Master storyteller and director Guillermo del Toro has created an adult fairy tale set against the backdrop of the Cold War era. In a high-security government laboratory, the lives of two janitors, brilliantly played by Sally Hawkins (Elisa) and Octavia Spencer (Zelda), intersect with the lives of a nasty military officer (Michael Shannon) and a sympathetic researcher (Michael Stuhlbarg).
Point of intersection: a secret classified experiment that has captured the interest of the Americans and the Russians.
An amphibious creature—often referred to as the “asset”—is shackled and tested while its future is being debated. The scientists consider the asset to be a biological miracle that could be used to help future astronauts. The military is considering the asset as a potential weapon against the Russians while the Russians are plotting their own takeover of the asset.
Elisa tries to keep her head down as she cleans around the asset’s tank, but she can’t resist taking a peek. There is an instant connection as soon as her eyes connect with the blue orbs of the amphibian (Doug Jones). An inter-species romance develops as Elisa secretly shares boiled eggs and music during her lunch breaks. The two outsiders—a mute woman and an amphibian—form a silent bond.
Emboldened by her love, Elisa decides to liberate the creature. What follows is an unlikely but fascinating tale of escape and the repercussions for all involved.

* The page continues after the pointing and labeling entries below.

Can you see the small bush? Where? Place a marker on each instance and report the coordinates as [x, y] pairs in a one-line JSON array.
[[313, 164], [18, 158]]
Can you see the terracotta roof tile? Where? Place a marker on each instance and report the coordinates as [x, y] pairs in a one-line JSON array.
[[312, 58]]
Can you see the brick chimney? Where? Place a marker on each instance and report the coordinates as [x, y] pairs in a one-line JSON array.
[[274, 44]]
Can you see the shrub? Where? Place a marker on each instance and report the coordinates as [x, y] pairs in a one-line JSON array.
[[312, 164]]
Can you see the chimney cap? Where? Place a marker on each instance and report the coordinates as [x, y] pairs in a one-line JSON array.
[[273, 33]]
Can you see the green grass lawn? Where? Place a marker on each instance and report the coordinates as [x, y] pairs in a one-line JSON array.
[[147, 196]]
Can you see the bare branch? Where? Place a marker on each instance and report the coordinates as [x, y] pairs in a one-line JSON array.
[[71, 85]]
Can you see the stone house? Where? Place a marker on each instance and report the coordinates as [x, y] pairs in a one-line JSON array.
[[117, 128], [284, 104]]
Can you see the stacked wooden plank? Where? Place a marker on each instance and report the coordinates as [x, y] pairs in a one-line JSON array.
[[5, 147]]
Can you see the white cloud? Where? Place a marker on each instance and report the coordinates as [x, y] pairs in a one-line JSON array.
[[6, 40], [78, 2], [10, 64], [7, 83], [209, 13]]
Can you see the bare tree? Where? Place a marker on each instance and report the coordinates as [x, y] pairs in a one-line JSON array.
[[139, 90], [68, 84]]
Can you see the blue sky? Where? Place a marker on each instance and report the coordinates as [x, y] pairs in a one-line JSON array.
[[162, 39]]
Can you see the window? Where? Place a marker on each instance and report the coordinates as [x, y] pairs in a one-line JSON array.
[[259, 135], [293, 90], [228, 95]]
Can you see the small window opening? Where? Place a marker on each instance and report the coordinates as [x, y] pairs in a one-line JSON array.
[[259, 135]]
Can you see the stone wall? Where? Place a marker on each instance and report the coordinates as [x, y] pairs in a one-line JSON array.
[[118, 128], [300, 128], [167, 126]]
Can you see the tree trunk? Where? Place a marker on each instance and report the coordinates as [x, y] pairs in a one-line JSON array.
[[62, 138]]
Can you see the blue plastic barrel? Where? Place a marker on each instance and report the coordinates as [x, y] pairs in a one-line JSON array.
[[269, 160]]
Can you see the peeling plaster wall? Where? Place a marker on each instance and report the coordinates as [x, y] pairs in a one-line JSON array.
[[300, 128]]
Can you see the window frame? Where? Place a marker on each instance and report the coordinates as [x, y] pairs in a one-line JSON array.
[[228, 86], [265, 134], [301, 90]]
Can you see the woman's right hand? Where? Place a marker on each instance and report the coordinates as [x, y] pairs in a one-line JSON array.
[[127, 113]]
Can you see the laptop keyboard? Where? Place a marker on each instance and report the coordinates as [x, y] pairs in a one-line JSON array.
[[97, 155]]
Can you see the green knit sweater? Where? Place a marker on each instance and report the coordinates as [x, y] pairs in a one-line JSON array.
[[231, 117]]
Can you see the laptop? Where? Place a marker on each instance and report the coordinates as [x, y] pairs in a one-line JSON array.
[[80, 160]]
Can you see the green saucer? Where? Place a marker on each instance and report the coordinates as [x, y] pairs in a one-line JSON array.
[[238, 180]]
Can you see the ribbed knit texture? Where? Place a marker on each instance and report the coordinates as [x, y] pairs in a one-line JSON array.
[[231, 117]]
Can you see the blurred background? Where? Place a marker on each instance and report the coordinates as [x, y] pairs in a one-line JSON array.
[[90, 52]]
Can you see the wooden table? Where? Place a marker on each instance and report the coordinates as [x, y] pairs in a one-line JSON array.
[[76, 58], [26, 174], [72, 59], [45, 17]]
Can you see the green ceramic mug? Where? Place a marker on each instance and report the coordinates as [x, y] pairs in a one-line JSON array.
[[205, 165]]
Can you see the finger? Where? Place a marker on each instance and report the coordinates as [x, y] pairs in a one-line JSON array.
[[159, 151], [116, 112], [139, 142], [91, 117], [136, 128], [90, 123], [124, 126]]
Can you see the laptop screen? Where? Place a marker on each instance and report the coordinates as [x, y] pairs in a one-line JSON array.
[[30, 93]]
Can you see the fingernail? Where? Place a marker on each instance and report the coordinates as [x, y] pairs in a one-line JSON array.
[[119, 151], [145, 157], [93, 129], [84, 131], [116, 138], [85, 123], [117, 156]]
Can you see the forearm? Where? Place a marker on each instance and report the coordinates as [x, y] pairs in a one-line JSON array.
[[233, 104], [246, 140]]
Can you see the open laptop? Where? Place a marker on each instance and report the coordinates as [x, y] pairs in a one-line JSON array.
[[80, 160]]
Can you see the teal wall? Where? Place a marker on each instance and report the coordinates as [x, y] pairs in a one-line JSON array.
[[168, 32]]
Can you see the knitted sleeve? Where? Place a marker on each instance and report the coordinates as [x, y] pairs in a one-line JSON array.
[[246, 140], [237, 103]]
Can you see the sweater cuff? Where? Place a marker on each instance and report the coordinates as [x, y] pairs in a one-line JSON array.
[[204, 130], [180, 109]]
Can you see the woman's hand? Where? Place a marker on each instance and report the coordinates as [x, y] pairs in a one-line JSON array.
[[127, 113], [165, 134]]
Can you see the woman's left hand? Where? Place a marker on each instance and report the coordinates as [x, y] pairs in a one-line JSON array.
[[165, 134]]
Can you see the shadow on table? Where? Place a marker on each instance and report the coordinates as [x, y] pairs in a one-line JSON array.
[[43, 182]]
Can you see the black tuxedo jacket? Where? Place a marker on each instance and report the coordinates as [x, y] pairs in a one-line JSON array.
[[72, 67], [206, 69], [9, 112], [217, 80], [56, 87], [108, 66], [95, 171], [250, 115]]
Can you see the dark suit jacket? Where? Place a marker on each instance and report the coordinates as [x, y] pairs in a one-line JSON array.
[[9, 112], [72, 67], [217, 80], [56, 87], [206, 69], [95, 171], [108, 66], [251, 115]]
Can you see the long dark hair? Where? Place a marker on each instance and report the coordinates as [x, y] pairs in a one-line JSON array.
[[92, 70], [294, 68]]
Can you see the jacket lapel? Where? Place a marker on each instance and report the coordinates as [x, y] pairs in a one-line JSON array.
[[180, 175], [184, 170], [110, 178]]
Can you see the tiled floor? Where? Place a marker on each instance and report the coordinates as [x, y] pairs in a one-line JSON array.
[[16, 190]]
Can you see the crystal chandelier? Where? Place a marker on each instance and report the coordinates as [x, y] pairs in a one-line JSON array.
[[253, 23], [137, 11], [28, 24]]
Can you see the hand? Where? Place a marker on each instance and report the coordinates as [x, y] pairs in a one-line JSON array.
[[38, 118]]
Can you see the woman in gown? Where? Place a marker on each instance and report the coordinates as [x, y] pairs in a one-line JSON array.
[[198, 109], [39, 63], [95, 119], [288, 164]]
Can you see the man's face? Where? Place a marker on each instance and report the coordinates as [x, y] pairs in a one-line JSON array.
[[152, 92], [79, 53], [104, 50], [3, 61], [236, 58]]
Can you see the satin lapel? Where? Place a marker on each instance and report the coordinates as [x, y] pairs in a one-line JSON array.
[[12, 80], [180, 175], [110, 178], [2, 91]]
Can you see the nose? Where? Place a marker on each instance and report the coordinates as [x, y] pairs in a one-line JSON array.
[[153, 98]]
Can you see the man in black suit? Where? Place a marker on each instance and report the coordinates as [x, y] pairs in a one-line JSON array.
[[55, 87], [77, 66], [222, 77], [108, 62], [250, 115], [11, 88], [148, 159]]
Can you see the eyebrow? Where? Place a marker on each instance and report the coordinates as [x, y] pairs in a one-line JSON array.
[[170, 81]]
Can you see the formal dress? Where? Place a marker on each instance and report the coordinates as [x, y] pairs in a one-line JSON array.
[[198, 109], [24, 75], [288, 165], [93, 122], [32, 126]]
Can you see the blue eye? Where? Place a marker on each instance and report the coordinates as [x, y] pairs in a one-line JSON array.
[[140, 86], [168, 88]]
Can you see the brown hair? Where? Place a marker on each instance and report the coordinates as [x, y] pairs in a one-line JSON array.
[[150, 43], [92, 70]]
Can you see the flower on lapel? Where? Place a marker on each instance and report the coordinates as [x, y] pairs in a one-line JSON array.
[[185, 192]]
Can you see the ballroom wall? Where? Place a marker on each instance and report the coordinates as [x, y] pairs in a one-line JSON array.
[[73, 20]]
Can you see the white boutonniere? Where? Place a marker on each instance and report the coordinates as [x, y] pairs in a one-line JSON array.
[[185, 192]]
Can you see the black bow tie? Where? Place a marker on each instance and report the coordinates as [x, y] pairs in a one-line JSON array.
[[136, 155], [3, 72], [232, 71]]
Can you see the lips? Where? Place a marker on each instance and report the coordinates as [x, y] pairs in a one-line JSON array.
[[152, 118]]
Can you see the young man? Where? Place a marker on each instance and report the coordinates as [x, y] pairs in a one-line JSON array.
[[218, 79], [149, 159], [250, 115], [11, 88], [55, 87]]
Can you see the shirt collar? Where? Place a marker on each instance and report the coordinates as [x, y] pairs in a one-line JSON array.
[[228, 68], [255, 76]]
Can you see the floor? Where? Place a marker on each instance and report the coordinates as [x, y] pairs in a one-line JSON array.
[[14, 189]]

So much to like here—Sally Hawkins’ ability to express herself without uttering a word, strong performances by all supporting actors, breathtaking underwater visions, expert narration by Richard Jenkins (who also stars as Elisa’s eccentric neighbor), unexpected plot twists, and Guillermo del Toro’s extraordinary vision of a magical world brought to life.
The most-nominated film at this year’s Oscars, The Shape of Water won in four categories: Production Design, Original Score, Director, and Best Picture.